Our approach fulfilled the requirement of the collaborating medical researchers. It
led to clinical implications with additional medical data and inspired follow-up research.
However, at the time of research, we could not access the clinical records of the medical
research institution. Since the patient outcome at the hospital played an essential role in
prior work [7], the researchers had to rely on a separate tool to analyze them with the
findings from our tool. Regarding quantitative analyses, we are working on integrating
the clinical records into our framework and adopting additional measures. For instance,
Appl. Sci. 2023, 13, 5241 19 of 21
additional network measures, such as eigen centrality or page rank, could be introduced to
analyze the topology from another perspective. Moreover, additional data could introduce
a subgroup analysis as in the prior work [9] on HAIs. We could divide patients into
subgroups by gender, age, diabetes, or other meaningful factors for stroke treatment.

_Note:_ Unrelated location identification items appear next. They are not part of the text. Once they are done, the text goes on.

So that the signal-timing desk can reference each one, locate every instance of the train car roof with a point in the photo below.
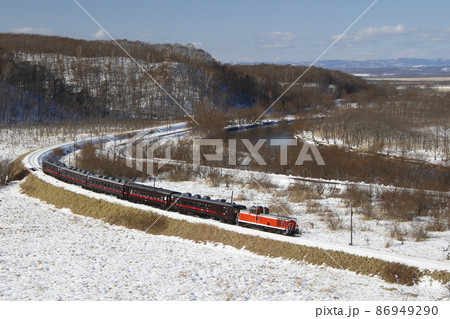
(221, 202)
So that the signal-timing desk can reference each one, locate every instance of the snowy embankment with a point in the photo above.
(48, 253)
(52, 254)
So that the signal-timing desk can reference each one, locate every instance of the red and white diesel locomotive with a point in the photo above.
(255, 217)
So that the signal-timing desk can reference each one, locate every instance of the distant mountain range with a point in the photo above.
(402, 67)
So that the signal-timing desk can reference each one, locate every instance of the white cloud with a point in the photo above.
(99, 35)
(374, 32)
(277, 39)
(32, 30)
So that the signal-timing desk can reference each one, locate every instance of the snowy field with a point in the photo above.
(52, 254)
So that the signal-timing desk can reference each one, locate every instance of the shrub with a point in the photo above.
(398, 232)
(400, 274)
(356, 197)
(299, 192)
(334, 221)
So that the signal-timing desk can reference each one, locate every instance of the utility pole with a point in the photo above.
(351, 226)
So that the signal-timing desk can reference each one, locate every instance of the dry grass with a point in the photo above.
(135, 218)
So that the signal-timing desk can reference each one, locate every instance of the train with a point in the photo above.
(257, 217)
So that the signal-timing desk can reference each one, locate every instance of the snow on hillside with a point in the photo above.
(52, 254)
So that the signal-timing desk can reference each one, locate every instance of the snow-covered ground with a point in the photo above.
(52, 254)
(48, 253)
(426, 155)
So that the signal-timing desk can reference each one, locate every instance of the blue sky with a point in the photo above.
(250, 30)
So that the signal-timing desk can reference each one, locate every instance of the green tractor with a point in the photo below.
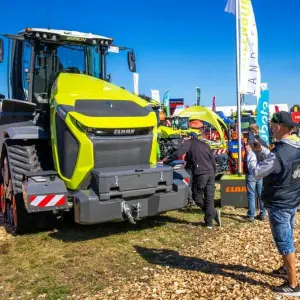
(71, 141)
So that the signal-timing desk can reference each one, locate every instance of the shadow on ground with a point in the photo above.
(173, 259)
(72, 232)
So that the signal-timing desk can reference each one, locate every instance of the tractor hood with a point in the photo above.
(86, 98)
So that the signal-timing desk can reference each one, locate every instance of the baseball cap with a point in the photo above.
(283, 117)
(193, 135)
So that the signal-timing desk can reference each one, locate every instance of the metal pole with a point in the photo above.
(237, 32)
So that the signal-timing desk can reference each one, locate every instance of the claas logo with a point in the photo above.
(236, 189)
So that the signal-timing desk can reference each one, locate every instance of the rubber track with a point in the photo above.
(22, 159)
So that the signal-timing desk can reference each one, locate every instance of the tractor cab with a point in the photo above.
(38, 56)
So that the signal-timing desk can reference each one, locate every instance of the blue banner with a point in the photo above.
(262, 117)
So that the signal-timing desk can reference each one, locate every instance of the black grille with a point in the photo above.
(111, 108)
(122, 151)
(67, 147)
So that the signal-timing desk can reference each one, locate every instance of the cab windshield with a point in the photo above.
(53, 59)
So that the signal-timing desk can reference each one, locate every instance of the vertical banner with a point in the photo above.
(136, 83)
(262, 117)
(213, 108)
(198, 93)
(166, 102)
(250, 77)
(249, 70)
(155, 95)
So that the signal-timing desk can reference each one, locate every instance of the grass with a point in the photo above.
(78, 259)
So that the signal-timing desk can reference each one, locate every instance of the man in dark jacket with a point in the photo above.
(255, 185)
(281, 193)
(201, 162)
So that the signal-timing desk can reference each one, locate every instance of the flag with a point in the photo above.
(198, 92)
(166, 102)
(250, 76)
(230, 7)
(136, 83)
(262, 117)
(214, 104)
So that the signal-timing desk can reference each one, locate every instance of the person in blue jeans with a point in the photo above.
(254, 186)
(281, 193)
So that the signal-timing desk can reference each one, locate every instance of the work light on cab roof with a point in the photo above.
(62, 36)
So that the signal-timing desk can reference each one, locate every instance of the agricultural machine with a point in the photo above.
(71, 141)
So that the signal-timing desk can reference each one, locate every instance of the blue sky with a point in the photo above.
(178, 44)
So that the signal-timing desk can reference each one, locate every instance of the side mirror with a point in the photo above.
(1, 50)
(131, 61)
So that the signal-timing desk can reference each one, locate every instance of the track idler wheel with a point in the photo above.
(2, 199)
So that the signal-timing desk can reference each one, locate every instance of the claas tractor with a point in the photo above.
(72, 142)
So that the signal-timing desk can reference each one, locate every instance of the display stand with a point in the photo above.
(234, 191)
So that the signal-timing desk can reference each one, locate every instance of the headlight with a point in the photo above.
(61, 112)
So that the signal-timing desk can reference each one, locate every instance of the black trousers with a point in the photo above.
(204, 194)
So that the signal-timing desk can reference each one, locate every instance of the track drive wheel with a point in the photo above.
(15, 215)
(2, 199)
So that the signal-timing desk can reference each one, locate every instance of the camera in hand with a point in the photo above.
(251, 138)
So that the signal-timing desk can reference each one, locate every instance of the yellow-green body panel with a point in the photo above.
(70, 87)
(206, 115)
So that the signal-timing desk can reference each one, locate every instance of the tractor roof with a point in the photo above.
(63, 36)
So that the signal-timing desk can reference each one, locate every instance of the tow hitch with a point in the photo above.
(133, 213)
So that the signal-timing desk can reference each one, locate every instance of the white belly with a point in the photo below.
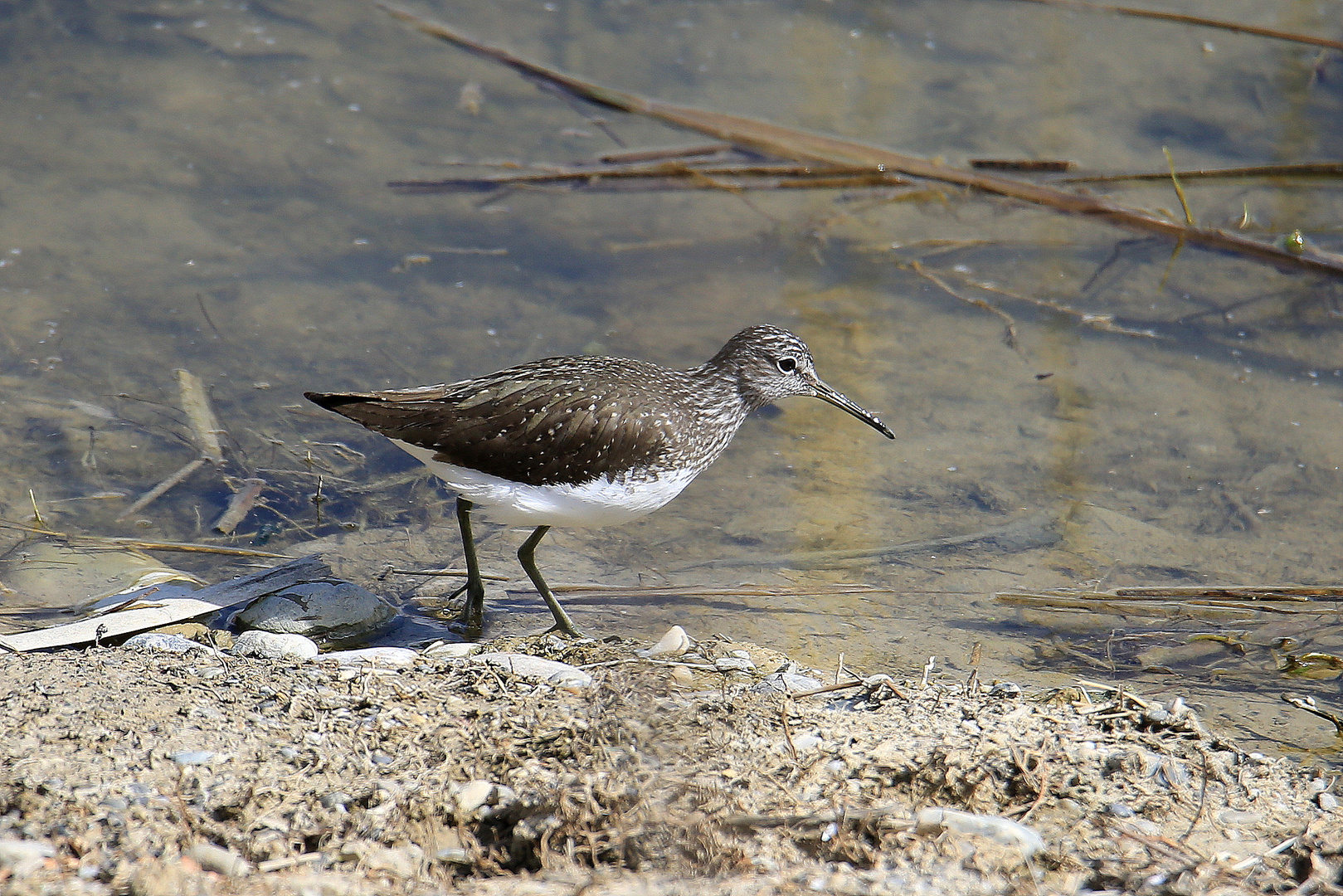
(598, 503)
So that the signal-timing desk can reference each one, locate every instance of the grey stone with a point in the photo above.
(267, 645)
(327, 611)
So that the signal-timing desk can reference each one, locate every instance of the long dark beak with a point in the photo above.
(842, 402)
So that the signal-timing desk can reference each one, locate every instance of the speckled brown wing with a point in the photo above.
(551, 422)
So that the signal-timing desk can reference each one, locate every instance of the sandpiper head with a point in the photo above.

We are also working on adopting another community detection algorithm. The
Louvain algorithm identified a total of 93 communities in this work. Even though we
introduced interactivity (i.e., brushing-and-linking, zooming, and filtering) in our tool,
communities located near the metropolitan area yielded visual clutter from occlusions.
Jittering nodes resolved the problem to some extent, but overlapping bubble sets made it
challenging to analyze the clusters in the topology view. Additional efforts on grouping
adjacent clusters using district information and the current patient transfer information
might help mitigate the occlusion problem. A visual comparison of multiple community
detection results would also help determine the appropriate algorithm heuristically. Such
an approach would lead to examining the changes in network structure over time, which
has been a subject of interest in prior work [1,5]. It could also aid in comparing the derived
communities to planned catchment areas for policy making.
One can use our research to analyze hospital networks for cases where interhospital
transfers are inevitable. For instance, patient transfers are prevalent in the emergency
department [31], but some studies reported challenges in arranging interhospital trans-
fers [32,33]. The COVID-19 outbreak has also introduced the need for network analysis.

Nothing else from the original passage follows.